A high school approved a student's graduation speech that was written by ChatGPT — then he went majorly off script

A grassy lawn in front of the entrance to Grand Island Senior High.
Kenny Morales, a former student at Grand Island Senior High School, used ChatGPT to write a graduation speech — only to give a different, more critical one.Courtesy of Grand Island Senior High School
  • Kenny Morales, a former Grand Island Senior High student, wrote a graduation speech using ChatGPT.

  • The school approved the AI speech, but Morales ended up going off script.

  • The new speech was critical of the high school's culture and lack of transparency.

Add speech writing to the long list of things that ChatGPT can do.

Kenny Morales, a former student at Grand Island Senior High School in Nebraska, used OpenAI's conversational chatbot to produce a speech for his high-school graduation ceremony, The Grand Island Independent first reported.

"I said give me a speech about gratitude, and I gave specific examples about what I wanted it to include," Morales told Nebraska TV News about the prompt he used.

The speech got the go-ahead from Morales' school. But when he got on stage, he gave a completely different speech that wasn't approved — and caught the school by surprise.

"I don't know about y'all, but I hated school," Morales told the audience, according to a transcript of Morales' speech the Independent reviewed.

He continued by discussing issues he had with the school's culture and blamed the school district's administrators for making decisions without transparency, according to the Independent.

"We lie, we pretend, and we hide the truth with selective facts on positive things occurring around the school, instead of being honest and addressing the issues head-on," Morales continued, per the Independent. "We attempt to fix the issue by pulling them like weeds instead of fixing the underlying issue."

"I really don't think I was too critical," Morales told the Independent.

The speech, he told the outlet, wasn't meant to shame the school but to encourage the school's leaders to make better choices.

"It was more about that message of raising expectations," Morales said to the Independent. "I just wanted to start a conversation."

Morales said he knew the speech he wanted to recite wouldn't get approved, so he used ChatGPT to make one that would.

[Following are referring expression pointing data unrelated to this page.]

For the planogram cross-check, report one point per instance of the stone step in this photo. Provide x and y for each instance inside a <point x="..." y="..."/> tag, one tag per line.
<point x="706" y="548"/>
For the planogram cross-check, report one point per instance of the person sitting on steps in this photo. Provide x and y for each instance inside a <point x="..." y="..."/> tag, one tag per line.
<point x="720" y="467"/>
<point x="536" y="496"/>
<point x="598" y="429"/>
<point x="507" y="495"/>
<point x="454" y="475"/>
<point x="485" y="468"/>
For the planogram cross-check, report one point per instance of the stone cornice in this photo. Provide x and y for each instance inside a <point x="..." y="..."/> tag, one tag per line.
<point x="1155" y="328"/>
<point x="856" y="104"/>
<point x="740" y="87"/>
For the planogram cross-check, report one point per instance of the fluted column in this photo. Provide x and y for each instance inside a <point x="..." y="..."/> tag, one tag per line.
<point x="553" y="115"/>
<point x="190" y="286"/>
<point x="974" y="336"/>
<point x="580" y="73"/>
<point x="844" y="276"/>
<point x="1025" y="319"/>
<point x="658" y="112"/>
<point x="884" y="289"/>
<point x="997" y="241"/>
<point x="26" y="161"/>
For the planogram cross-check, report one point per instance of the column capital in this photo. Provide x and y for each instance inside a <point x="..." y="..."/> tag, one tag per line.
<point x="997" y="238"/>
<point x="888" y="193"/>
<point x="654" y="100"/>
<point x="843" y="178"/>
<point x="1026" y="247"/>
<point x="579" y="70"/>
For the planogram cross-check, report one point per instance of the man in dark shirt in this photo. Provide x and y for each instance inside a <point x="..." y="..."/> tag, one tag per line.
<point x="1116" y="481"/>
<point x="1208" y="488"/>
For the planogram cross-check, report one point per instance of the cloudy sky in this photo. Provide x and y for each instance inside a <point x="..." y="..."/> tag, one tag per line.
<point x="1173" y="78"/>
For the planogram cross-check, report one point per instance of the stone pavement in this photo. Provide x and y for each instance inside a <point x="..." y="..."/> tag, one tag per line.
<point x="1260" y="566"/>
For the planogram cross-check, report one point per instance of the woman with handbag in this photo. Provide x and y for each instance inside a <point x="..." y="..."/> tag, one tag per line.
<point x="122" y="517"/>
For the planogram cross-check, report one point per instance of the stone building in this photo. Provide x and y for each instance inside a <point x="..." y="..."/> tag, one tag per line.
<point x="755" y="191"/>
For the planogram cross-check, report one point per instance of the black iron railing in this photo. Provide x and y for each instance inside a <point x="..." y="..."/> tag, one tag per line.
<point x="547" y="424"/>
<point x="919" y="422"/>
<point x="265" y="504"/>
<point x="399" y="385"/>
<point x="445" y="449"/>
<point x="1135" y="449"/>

Insider could not reach Morales through email, Facebook, or LinkedIn.

The ChatGPT-written speech comes as students flock to the chatbot to generate ideas for class assignments, write essays, and — yes — cheat.

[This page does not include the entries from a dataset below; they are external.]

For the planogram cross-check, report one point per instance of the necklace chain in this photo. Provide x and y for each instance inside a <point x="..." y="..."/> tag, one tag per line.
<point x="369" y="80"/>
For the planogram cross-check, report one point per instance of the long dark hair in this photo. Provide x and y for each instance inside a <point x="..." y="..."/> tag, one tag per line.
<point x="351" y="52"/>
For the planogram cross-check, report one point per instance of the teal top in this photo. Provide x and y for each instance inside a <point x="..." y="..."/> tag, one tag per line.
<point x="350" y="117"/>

While tools like GPTZero have emerged to detect AI-generated content in schools, Grand Island Public Schools has no regulation on how its students and teachers use ChatGPT, Mitchell Roush, the director of communications for the district, told Insider.

Roush explained the speech-selection process to Insider.

First, he said, high-school staff members review the submitted speeches and "score them blindly." Then, the school district's executive principal looks at the scores and makes the final decision.

From there, the chosen student collaborates with the principal to "refine their message" and "make sure they feel confident" in what they say, Roush said. After the principal gives the speech one last review, the speaker is approved to make the speech at graduation.

Hank McFarland, the president of the school district's board of education, was not happy with the outcome, according to a statement reviewed by the Independent.

While he said that the school administration had "already been discussing" issues around discipline and class attendance and that the school would start "making adjustments," he told the Independent that it didn't mean students should say whatever they wanted when they're at the podium.

"Short story made long — does the student have valid concerns? Yes," McFarland said, per the outlet. "Was the way he did it correct? No."

McFarland declined an immediate request for comment.